Ramsar Wetland
- Official name: Lower Kinabatangan-Segama Wetlands
- Designated: 8 September 2008
- Reference no.: 1849

= Lower Kinabatangan Segama Wetlands =

Wetland in Sabah, Malaysia

The Lower Kinabatangan Segama Wetlands are situated in Sabah, Malaysia. They cover 788.03 km^{2}. The Kinabatangan Orangutan Conservation Project was established in 1998 to secure the population in the Kinabatangan floodplain of eastern Sabah (McConkey et al. 2005).

The Lower Kinabatangan-Segama Wetlands was added to the Ramsar List of Wetlands of International Importance on October 28, 2008 (Ramsar Site # 1849). The Lower Kinagatangan-Segama Wetlands are one of six Wetlands of International Importance in Malaysia. These wetlands are threatened by the expansion of oil palm plantations, especially in the upriver portion of the wetlands and tributary catchment.

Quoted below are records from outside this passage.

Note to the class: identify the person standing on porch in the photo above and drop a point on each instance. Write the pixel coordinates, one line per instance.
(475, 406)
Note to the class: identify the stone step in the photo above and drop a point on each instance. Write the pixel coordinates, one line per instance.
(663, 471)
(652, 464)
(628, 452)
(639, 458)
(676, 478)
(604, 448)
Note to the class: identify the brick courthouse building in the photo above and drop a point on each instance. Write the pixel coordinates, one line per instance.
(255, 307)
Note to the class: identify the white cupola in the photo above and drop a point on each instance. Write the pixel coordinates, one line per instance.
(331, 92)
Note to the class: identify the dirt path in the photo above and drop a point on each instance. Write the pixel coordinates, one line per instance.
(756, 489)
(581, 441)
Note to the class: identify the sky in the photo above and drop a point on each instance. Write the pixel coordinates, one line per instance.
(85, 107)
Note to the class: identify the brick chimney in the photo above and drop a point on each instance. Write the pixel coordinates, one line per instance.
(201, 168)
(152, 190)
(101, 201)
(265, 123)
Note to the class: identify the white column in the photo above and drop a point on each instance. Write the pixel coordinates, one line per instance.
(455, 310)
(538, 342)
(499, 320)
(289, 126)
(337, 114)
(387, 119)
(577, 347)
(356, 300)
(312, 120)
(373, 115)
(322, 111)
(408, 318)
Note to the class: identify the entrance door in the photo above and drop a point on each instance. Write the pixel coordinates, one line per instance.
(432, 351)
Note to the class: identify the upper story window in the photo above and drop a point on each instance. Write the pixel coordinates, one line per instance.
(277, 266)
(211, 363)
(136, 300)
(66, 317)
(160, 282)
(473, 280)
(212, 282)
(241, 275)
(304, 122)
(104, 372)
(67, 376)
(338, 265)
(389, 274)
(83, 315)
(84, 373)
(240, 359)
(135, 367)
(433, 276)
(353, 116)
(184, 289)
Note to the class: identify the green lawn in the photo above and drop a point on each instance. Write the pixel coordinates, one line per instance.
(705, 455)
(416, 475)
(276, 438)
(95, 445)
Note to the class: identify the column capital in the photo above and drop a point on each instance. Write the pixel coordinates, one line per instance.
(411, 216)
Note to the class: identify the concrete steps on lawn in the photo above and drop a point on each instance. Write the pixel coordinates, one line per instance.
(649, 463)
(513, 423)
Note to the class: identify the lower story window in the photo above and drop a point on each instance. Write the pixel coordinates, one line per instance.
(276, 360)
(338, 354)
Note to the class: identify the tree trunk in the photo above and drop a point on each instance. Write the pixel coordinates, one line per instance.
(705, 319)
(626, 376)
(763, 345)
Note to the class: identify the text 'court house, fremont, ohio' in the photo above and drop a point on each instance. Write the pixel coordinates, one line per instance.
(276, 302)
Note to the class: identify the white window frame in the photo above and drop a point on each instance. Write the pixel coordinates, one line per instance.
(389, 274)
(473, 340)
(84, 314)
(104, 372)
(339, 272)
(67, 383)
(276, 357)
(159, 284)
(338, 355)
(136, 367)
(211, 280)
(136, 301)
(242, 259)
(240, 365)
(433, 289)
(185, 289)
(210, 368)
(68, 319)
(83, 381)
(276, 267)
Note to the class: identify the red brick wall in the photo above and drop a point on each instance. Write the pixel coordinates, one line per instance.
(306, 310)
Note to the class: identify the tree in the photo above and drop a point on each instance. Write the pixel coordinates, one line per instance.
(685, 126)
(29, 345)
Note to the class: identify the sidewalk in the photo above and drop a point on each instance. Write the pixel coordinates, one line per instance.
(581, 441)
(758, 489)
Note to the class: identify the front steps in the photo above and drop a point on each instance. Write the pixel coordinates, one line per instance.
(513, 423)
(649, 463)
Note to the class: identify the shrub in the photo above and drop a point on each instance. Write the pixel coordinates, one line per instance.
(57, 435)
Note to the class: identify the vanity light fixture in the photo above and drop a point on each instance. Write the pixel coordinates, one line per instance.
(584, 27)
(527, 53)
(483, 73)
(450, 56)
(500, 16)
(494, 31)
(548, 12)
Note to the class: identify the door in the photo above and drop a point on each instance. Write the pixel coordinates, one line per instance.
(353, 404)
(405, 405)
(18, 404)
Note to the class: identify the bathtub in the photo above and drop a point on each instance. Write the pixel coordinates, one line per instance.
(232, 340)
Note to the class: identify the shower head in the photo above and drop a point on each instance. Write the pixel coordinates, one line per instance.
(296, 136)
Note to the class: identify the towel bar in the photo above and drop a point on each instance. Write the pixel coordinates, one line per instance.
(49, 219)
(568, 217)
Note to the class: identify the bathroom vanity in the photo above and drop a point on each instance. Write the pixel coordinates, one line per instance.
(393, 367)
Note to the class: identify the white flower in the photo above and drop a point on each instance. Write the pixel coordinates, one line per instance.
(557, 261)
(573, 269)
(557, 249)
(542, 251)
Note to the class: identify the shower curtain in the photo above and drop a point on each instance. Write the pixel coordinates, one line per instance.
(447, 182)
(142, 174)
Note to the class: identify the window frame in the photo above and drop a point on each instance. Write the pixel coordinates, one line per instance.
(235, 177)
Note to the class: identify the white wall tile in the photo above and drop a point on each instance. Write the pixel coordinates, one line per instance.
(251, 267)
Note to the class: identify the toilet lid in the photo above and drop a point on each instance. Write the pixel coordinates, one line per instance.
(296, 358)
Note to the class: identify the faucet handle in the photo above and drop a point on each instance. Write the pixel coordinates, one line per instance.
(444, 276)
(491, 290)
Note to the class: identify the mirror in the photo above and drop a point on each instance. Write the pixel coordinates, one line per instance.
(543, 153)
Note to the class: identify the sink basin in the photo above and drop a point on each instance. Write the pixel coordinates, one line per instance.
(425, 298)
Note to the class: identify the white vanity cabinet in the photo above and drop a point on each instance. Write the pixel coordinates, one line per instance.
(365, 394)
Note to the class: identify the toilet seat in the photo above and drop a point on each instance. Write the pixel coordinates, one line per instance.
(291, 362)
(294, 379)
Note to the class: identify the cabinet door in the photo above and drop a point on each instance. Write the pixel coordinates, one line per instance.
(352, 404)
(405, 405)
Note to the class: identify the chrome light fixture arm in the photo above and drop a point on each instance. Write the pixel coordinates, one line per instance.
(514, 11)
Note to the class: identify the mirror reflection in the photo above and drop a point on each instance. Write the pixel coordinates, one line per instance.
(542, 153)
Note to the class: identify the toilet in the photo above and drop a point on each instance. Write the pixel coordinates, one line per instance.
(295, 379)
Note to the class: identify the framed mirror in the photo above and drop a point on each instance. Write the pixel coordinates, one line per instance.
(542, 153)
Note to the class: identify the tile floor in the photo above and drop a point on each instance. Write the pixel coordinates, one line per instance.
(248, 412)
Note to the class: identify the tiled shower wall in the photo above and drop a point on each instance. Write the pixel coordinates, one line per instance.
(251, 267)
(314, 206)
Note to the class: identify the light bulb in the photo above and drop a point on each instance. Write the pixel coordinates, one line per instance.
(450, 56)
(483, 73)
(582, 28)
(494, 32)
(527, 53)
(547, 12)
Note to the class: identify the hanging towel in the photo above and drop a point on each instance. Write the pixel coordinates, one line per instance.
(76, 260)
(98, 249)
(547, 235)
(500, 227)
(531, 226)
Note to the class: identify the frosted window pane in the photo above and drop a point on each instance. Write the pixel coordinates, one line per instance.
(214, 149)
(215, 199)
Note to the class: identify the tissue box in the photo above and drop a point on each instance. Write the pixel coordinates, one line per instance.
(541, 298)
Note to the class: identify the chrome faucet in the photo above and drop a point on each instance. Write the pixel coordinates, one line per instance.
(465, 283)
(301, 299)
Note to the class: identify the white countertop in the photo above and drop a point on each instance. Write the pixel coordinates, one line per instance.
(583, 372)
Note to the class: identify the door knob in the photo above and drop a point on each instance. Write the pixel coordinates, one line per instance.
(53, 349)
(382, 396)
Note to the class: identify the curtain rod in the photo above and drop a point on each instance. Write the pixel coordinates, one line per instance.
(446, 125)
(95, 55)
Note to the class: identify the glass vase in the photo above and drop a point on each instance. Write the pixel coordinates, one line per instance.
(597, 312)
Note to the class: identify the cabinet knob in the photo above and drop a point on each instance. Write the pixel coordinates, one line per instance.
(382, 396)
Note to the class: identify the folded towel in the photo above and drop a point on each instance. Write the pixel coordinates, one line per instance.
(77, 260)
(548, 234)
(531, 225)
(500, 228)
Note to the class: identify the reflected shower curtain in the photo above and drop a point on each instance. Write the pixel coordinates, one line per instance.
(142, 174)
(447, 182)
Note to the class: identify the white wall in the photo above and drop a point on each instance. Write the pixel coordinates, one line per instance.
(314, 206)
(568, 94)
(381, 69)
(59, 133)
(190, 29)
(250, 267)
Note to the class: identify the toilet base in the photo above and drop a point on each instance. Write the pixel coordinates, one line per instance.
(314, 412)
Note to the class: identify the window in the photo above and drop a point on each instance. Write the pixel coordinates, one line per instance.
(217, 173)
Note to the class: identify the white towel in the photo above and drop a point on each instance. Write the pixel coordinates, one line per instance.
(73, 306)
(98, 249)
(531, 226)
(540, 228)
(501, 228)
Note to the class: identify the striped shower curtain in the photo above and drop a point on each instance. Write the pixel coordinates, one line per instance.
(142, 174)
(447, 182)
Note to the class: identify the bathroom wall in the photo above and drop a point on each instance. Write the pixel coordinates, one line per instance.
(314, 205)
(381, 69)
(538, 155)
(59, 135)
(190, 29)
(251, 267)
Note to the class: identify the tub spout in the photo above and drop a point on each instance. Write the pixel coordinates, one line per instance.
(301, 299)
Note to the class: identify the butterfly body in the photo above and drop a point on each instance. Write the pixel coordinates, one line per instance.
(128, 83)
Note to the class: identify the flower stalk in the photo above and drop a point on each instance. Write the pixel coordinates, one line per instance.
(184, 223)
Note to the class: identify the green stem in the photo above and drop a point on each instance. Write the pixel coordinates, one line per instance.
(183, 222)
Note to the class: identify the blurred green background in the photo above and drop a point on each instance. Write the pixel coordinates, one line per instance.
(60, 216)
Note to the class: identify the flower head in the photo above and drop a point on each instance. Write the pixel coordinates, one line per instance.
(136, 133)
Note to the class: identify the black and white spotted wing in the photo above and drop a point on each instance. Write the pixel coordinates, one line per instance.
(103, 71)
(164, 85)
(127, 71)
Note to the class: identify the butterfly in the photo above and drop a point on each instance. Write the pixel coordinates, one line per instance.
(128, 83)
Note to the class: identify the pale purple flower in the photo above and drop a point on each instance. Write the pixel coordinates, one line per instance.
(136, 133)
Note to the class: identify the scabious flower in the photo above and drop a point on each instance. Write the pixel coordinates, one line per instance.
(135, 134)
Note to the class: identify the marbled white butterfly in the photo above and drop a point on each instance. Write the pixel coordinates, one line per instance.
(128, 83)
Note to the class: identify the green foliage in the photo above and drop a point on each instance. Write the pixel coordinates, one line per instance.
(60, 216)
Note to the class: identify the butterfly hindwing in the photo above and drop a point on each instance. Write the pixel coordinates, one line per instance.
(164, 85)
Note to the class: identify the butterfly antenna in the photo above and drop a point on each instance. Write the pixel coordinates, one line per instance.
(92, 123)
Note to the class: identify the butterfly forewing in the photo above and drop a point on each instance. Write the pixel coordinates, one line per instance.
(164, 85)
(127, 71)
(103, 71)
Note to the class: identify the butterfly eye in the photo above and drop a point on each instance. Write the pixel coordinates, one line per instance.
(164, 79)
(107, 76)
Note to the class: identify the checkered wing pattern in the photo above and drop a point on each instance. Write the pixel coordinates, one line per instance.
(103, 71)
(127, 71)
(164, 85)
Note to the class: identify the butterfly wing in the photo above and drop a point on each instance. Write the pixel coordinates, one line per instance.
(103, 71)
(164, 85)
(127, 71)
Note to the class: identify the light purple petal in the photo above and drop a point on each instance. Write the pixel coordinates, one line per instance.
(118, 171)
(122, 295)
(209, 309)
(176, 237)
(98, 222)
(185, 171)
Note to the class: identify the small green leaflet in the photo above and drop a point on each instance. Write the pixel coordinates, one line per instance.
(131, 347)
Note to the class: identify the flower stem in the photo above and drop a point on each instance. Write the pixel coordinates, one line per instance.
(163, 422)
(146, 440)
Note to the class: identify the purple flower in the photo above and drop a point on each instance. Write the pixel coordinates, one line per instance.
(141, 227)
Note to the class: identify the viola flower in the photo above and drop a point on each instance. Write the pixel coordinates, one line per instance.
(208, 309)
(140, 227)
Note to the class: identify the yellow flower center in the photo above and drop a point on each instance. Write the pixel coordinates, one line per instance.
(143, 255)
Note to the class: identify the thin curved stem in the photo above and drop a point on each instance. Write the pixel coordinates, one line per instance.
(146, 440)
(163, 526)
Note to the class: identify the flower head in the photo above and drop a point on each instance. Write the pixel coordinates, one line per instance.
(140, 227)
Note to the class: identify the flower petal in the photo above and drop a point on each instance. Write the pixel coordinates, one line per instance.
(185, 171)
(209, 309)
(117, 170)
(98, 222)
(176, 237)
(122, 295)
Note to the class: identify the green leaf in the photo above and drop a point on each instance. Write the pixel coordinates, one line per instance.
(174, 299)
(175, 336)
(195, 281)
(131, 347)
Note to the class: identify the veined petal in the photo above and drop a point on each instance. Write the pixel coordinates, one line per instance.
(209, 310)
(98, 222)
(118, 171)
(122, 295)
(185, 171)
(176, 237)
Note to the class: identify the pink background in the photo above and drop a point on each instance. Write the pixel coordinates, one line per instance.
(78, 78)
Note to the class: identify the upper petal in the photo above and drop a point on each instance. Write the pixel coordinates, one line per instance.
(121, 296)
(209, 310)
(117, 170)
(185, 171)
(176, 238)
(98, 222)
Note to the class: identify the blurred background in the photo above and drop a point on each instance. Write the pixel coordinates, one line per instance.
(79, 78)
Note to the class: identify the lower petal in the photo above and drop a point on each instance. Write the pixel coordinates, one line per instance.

Total- 78,803 hectares (ha); comprising the three Forest Reserves: Trusan Kinabatangan Forest Reserve (40,471 ha), Kulamba Wildlife Reserve (20,682 ha), and Kuala Maruap and Kuala Segama Forest Reserve (17,650 ha).

==Sources==
- McConkey, K., Caldecott, J. and McManus, E. 2005. Malaysia. In Caldecott, J., Miles, L. (eds) 2005. World Atlas of Great Apes and their Conservatrion. Prepared by the UNEP World Conservation Monitoring Centre. University of California Press, Berkeley, USA.